Of 30 candidate genes selected from various biological pathways involved in BP regulation and genotyped as part of the GenSalt study, the current analysis focused on two candidate genes in the intracellular messenger pathway, and included the ADD1 and GNB3 genes. Tagger software was used to identify tagSNPs in these candidate genes based on the empirical patterns of linkage disequilibrium (LD) structure in the Chinese population, as determined by the Chinese HapMap 10, 11. In addition, functional SNPs were chosen based on previously reported associations with BP. SNP genotyping was performed using SNPlex assays (Applied Biosystems) based on the oligonucleotide ligation assay (OLA) for capillary electrophoresis on an automated DNA Sequencer (ABI 3700 DNA Analyzer).
Of the fifteen genotyped SNPs, two monomorphic SNPs and one with a low genotyping call rate (54.2%) were excluded from the analysis. The Supplemental Table lists the chromosomal and physical locations, major and minor alleles, genotyping call rate, minor allele frequency (MAF), and Hardy-Weinberg (HW) p-value for the remaining twelve SNPs examined in this analysis. Likely due to its low MAF, rs17833172 deviated significantly from HW-equilibrium, with 197 expected compared to 185 observed heterozygotes (p=0.003).
ASPEX and GRR were used to check for potential misreported relationships in the GenSalt family pedigrees 12, 13. The Mendelian consistency of the SNP genotype data was assessed by PLINK and PedCheck 14, 15, and HW-equilibrium for each SNP was examined using the PEDSTATS procedure, as implemented in Merlin 16. The genotyping call rate and MAF were also assessed for each SNP.
The mean or percentage of each baseline characteristic and BP response variable was calculated for all study participants. The association between SNP genotypes and BP responses to low- and high-sodium interventions were examined in codominant, additive, dominant and recessive genetic models using a mixed linear model. A sandwich estimator was used to account for the non-independence of family members. Age, gender, BP measurement room temperature, and study site were adjusted in multivariable analyses. To adjust for multiple comparisons, the false discovery rate (FDR) q-value was calculated for all SNPs 17. For those SNPs with a q-value<0.05 for at least one BP response phenotype, we used a mixed linear model to estimate the mean effect size and 95% confidence interval (CI) of each genotype using the appropriate genetic model. These analyses were conducted using SAS statistical software (version 9.1; SAS Institute Inc).

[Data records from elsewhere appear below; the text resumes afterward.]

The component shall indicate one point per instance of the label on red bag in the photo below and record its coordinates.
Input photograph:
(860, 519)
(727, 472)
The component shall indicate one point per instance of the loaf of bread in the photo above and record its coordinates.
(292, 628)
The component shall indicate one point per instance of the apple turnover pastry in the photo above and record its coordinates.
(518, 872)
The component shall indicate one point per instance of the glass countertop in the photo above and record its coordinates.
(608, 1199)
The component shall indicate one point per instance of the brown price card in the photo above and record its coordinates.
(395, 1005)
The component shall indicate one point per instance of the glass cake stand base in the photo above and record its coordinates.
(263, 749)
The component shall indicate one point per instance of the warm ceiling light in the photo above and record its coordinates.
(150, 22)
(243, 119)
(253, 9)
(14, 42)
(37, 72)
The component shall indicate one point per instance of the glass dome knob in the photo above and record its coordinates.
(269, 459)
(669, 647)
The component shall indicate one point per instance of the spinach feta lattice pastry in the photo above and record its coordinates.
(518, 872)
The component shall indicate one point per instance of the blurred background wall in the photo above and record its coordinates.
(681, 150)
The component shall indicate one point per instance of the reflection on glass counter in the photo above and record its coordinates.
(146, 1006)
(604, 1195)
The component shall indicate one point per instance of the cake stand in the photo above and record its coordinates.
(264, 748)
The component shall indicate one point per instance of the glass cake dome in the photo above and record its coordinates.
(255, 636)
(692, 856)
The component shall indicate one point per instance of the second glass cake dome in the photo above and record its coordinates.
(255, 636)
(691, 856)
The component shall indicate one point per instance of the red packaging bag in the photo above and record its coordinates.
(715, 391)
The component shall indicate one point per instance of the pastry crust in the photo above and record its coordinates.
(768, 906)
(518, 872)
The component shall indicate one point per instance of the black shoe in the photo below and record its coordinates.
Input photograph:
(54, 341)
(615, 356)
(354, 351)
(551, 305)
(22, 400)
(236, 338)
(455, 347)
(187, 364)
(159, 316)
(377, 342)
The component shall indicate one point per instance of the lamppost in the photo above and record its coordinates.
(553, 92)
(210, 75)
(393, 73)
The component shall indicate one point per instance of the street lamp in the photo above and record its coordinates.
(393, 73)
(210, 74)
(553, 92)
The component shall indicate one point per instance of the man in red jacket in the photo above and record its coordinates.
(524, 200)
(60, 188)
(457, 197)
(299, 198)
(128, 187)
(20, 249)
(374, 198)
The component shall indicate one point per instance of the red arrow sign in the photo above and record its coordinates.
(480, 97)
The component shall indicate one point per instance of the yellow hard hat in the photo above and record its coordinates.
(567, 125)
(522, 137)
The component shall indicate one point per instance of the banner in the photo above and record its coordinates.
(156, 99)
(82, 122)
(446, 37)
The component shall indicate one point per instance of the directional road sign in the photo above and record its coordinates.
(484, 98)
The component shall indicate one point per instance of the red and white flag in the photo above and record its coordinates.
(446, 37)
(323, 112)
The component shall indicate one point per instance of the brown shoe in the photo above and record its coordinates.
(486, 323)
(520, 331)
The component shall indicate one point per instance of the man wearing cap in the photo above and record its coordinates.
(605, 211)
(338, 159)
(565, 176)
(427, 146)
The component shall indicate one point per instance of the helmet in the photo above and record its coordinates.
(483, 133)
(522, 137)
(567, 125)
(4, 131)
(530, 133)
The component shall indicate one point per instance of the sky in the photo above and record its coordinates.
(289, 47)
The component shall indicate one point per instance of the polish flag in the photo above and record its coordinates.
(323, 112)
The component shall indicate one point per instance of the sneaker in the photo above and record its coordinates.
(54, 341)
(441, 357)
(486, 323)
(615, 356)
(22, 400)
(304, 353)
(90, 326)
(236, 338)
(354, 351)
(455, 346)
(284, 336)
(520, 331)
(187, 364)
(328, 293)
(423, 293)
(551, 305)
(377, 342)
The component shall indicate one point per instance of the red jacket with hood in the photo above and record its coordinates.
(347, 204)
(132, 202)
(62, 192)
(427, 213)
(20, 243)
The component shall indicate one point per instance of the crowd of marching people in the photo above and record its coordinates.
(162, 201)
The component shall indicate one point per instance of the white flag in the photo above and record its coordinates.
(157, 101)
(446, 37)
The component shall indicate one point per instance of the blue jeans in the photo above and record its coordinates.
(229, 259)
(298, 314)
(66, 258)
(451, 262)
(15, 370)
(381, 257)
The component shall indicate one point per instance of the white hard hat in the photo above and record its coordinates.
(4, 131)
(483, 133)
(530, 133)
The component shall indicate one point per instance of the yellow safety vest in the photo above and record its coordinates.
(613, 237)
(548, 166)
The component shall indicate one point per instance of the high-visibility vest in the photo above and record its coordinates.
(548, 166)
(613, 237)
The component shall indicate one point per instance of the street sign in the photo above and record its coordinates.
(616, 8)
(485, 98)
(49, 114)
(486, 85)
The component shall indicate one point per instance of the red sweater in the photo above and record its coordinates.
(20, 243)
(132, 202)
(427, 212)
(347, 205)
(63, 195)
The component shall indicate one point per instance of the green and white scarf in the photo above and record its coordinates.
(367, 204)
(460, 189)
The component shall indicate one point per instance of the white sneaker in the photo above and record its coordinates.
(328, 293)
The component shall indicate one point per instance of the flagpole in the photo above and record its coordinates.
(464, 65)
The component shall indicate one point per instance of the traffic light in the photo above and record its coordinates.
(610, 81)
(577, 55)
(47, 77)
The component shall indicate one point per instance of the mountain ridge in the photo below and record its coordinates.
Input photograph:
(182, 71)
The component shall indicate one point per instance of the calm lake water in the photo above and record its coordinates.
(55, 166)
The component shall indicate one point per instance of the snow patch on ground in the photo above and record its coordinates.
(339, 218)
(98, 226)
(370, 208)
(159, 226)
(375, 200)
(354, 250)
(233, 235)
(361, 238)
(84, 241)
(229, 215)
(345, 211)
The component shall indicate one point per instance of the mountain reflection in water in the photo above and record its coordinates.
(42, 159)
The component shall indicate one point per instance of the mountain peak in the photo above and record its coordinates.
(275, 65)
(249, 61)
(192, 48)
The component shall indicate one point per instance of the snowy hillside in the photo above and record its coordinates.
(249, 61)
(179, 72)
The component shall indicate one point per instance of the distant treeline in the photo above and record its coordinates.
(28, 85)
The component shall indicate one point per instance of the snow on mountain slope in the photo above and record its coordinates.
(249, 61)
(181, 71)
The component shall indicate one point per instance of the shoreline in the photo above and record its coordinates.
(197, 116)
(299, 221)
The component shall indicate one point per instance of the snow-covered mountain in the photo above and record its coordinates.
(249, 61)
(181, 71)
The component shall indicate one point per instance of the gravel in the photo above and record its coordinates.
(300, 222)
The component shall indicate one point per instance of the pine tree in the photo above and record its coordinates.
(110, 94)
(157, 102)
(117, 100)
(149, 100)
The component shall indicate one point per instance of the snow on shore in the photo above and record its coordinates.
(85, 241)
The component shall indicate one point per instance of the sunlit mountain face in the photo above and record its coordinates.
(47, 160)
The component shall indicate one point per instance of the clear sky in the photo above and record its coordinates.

On average, participants were 38.7 years of age, had a BMI of 23.3 kg/m2 and mean SBP, DBP and MAP of 116.9, 73.7, and 88.1 mmHg, respectively, at the baseline examination (Table 1). Approximately 53% of the study population was male. SBP, DBP and MAP responses were normally distributed with average responses of −5.5, −2.8, and −3.7 mmHg, respectively, for the low-sodium intervention and 4.9, 1.9, and 2.9 mmHg, respectively, for the high-sodium intervention.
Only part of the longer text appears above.